# Marker gene database maker
The purpose of this jupyter notebook is to run through a workflow of creating a blast database containing protein sequences of a given gene from a wide range of taxonomic groups that can be used to validate newly submitted sequences against. 

Broadly, this process involves the following steps: 

1. Starting with an Entrez query for the Gene database, download sequences and metadata for genes, transcripts and proteins using NCBI Datasets
2. Parse the data archive from step 1 to tabulate names and symbols for review
3. Parse the data archive from step 1 to tabulate variability in the sequence lengths for review 
4. Given a set of taxonomic group identifiers, tabulate the number of sequences for each group that are present in the data archive
5. Extract sequences from each taxonomic node and generate all-vs-all BLAST alignments 
6. Review the BLAST tabular output to make a list of accessions that are outliers or incorrect that need to be removed from the final BLAST database 
7. Generate a final BLAST database that can be used with VADR and other tools for validating newly submitted sequences.

## Download data

Sequence and metadata are downloaded using NCBI Datasets using an Entrez query provided by the user. 

In [17]:
## specify Entrez query and output filename
entrez_query = 'mammalia [ORGN] AND cytb [GENE] AND source mitochondrion [PROP] NOT rnatype mrna [PROP] NOT srcdb pdb [PROP] NOT uncultured NOT unverified'
email = 'mcveigh@ncbi.nlm.nih.gov'
output_file = 'ncbi_dataset.zip'

In [18]:
import scripts.obtain_gene_datasets as dl

gene_ids_file = 'gene_ids.txt'
dl.populate_gene_ids_file(entrez_query, email, gene_ids_file)
json_data = dl.format_file_data_into_json(gene_ids_file)
dl.obtain_gene_datasets(json_data, output_file)

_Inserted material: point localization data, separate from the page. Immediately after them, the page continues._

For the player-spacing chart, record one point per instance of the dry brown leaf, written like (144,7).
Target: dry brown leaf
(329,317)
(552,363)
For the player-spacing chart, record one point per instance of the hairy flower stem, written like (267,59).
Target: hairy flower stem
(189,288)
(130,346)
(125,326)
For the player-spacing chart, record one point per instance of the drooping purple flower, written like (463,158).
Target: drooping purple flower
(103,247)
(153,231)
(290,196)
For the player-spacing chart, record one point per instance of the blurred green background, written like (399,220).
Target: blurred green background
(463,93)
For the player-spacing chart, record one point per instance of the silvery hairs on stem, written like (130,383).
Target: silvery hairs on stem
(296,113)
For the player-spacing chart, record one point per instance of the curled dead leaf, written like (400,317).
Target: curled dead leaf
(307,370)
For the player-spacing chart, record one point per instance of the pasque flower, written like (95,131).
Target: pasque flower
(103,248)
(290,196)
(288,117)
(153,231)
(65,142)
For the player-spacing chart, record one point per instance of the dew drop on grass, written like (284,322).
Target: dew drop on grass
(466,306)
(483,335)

Gene search for query 'mammalia [ORGN] AND cytb [GENE] AND source mitochondrion [PROP] NOT rnatype mrna [PROP] NOT srcdb pdb [PROP] NOT uncultured NOT unverified' returned 1273 results


## Unzip Datasets archive

In [19]:
!unzip -o {output_file}

Archive:  ncbi_dataset.zip
  inflating: README.md               
  inflating: ncbi_dataset/data/protein.faa  
  inflating: ncbi_dataset/data/data_report.jsonl  
  inflating: ncbi_dataset/data/data_table.tsv  
  inflating: ncbi_dataset/data/dataset_catalog.json  


## Tabulate unique names

In [20]:
bdbag = 'ncbi_dataset/'
data_table = bdbag + 'data/data_table.tsv'
gene_names = 'gene_names.tsv'

In [21]:
%%bash -s {data_table} {gene_names}

data_table=$1
gene_names=$2

python3 scripts/unique.py ${data_table} > ${gene_names}

In [22]:
import pandas as pd 

df = pd.read_csv(gene_names, sep='\t', header=None, names=['Gene Name', 'Count', 'Gene IDs'])
display(df.sort_values(by=['Count'], ascending=False))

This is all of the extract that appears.